MAISON AUZENE
8h48, Le 09/08/21
L’amour capitaine
La brume s’est estompée, tu m’as raccompagné, on s’est tus. Ta main sans douceur a tout avoué sans un mot. On naviguait sur ton océan à en connaitre chaque berge, chaque plage, chaque recoin pour quitter notre navire aussi sèchement qu’un regard sans sourire. Je suis descendu du pont, j’ai même trébuché.
Dans la panique, la flotte a jeté par-dessus bord toute mon imagination : mes rêves d’éternité, les fruits de ma passion, mes inquiétudes, et tout ce que je ne connaissais pas encore de toi.
J’ai beau trouver l’univers immense, rien n’est comparable à la distance qui nous sépare désormais. J’ai beau t’interpeller mais les matelots sourds défont les cordages, je hurle, mais l’ancre remonte mes larmes.
Ce vaisseau, je l’ai foulé de mon intimité, le voilà rejetant ma nature. Ils s’en moquent, ils la jettent à l’eau. Cette flotte saoule retourne ses armes contre moi, Elle, ma plus fidèle confidente, a emporté mes faiblesses et son souffle de pierre trahit désormais nos vestiges communs.
Inquiet sur le quai, je regarde la capitaine disparaitre de ma vie. Elle, si attentive, savait prendre soin des petites choses. De sa longue vue, elle respectait toujours l’océan, de sa légèreté naturelle. Mais je suis pétrifié. Elle saborde mes souvenirs, accoudée à une rambarde d’indifférence, elle fixe mon regard : plus un bruit ne subsiste. On ne souffre jamais du silence, seulement de l’oubli.
Les cordes sont lovées, le vaisseau agite les flots de mes regrets comme le craquement d’une écorce. La tempête se lève et la foudre casse le ciel. Les mouettes tournoyantes scandent mes torts d’une solitude impossible. Immobile et contraint de te voir partir sans un mot, c’est mon être tout entier qui s’effondre de ne pouvoir te retenir.

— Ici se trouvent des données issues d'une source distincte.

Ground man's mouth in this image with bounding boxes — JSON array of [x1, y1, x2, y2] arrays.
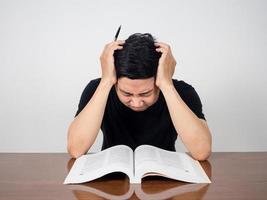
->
[[130, 106, 147, 111]]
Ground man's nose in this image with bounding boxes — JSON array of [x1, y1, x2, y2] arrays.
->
[[130, 97, 144, 107]]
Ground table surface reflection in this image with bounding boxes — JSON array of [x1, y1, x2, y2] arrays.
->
[[0, 152, 266, 200]]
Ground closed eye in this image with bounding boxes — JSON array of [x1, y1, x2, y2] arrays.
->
[[122, 92, 132, 96], [139, 92, 152, 97], [119, 88, 153, 97]]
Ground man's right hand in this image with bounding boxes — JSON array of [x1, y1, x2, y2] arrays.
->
[[100, 40, 125, 85]]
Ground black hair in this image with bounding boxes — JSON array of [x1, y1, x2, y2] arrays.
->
[[114, 33, 162, 79]]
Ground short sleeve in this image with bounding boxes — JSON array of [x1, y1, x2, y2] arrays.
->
[[174, 80, 206, 120], [74, 78, 101, 117]]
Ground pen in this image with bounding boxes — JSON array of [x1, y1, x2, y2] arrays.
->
[[114, 25, 121, 41]]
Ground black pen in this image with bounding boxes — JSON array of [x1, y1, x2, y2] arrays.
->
[[114, 25, 121, 41]]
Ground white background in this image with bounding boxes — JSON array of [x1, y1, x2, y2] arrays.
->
[[1, 0, 266, 152]]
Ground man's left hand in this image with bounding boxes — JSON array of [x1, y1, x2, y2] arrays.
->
[[155, 42, 177, 89]]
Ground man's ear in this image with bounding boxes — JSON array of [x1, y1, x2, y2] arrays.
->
[[114, 82, 119, 92], [153, 78, 160, 93], [153, 76, 159, 87]]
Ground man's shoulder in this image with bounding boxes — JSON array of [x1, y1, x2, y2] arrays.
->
[[83, 78, 101, 91], [171, 79, 201, 100], [172, 79, 194, 91], [79, 78, 101, 99], [172, 79, 205, 119], [88, 78, 101, 86]]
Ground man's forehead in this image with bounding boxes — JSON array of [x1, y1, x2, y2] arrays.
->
[[117, 77, 155, 92]]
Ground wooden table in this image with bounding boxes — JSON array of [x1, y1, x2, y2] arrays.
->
[[0, 153, 266, 200]]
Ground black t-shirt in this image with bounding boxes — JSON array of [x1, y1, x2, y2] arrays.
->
[[75, 78, 205, 152]]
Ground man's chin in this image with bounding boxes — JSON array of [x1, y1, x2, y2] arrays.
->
[[130, 107, 147, 112]]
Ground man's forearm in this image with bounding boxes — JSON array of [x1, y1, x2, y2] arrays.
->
[[160, 84, 212, 161], [67, 80, 113, 158]]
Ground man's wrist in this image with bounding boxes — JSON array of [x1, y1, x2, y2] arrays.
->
[[158, 81, 174, 92], [99, 78, 115, 89]]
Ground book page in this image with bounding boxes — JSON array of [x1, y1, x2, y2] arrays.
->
[[134, 145, 211, 183], [64, 145, 134, 184]]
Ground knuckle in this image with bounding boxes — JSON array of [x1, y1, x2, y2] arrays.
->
[[106, 43, 112, 48]]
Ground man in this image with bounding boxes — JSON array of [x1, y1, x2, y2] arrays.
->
[[67, 33, 212, 161]]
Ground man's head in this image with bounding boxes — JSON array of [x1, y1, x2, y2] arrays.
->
[[114, 33, 162, 111], [114, 33, 161, 79]]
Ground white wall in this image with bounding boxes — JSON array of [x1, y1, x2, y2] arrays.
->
[[1, 0, 266, 152]]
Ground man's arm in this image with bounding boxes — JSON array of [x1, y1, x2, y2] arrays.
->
[[67, 40, 125, 158], [155, 42, 212, 161], [67, 80, 113, 158], [160, 84, 212, 161]]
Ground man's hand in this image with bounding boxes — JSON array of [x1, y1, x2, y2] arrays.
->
[[100, 40, 125, 85], [155, 42, 177, 89]]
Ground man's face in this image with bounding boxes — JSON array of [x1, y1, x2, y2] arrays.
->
[[115, 77, 160, 112]]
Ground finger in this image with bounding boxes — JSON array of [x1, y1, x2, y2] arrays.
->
[[115, 40, 125, 45], [155, 42, 168, 46], [116, 45, 123, 50], [155, 42, 170, 49], [106, 42, 124, 52], [109, 44, 124, 53], [154, 42, 160, 47], [106, 40, 125, 48], [155, 47, 166, 53], [111, 41, 125, 48], [115, 40, 125, 43], [154, 42, 163, 47]]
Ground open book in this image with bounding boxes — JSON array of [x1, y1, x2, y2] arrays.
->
[[64, 145, 211, 184]]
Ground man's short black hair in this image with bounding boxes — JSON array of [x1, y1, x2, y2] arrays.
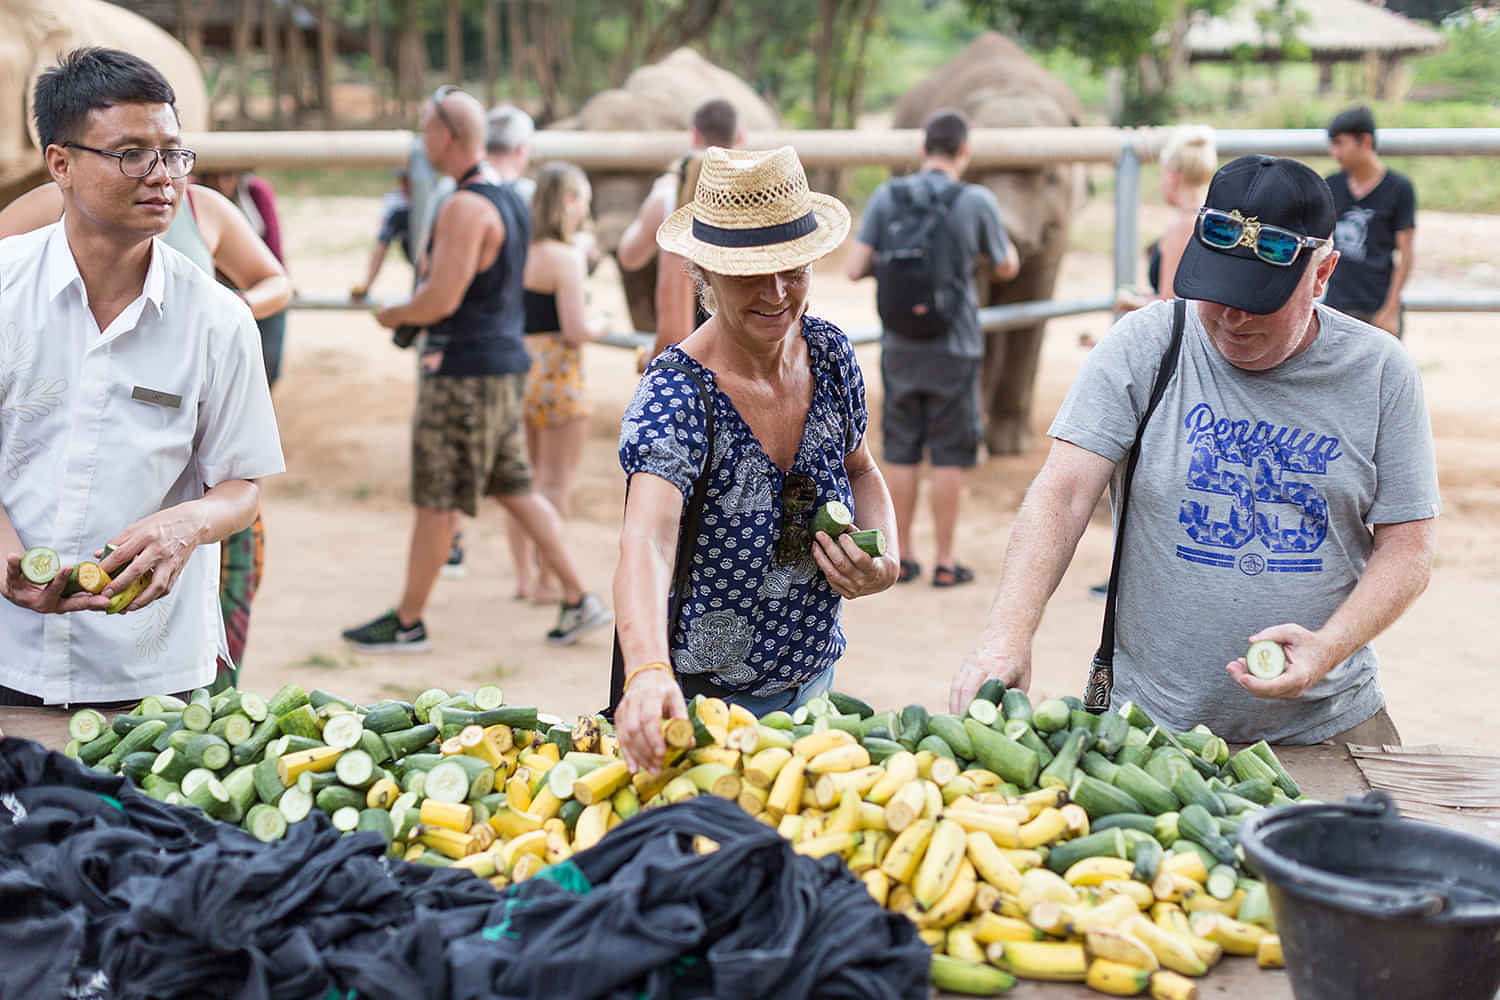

Mais quand tu pars, tu emportes avec toi le magnifique. Être la seule au milieu des autres comme un dû, ta silhouette marine disparait, arrachant tout ce qu’il me reste de vivant. Je contemple ton adieu d’un soin opiniâtre : L’écume de mes souvenirs meure au cœur des dauphins qui honorent ton départ.
Et pourtant, c’est moi qui ai quitté ton navire.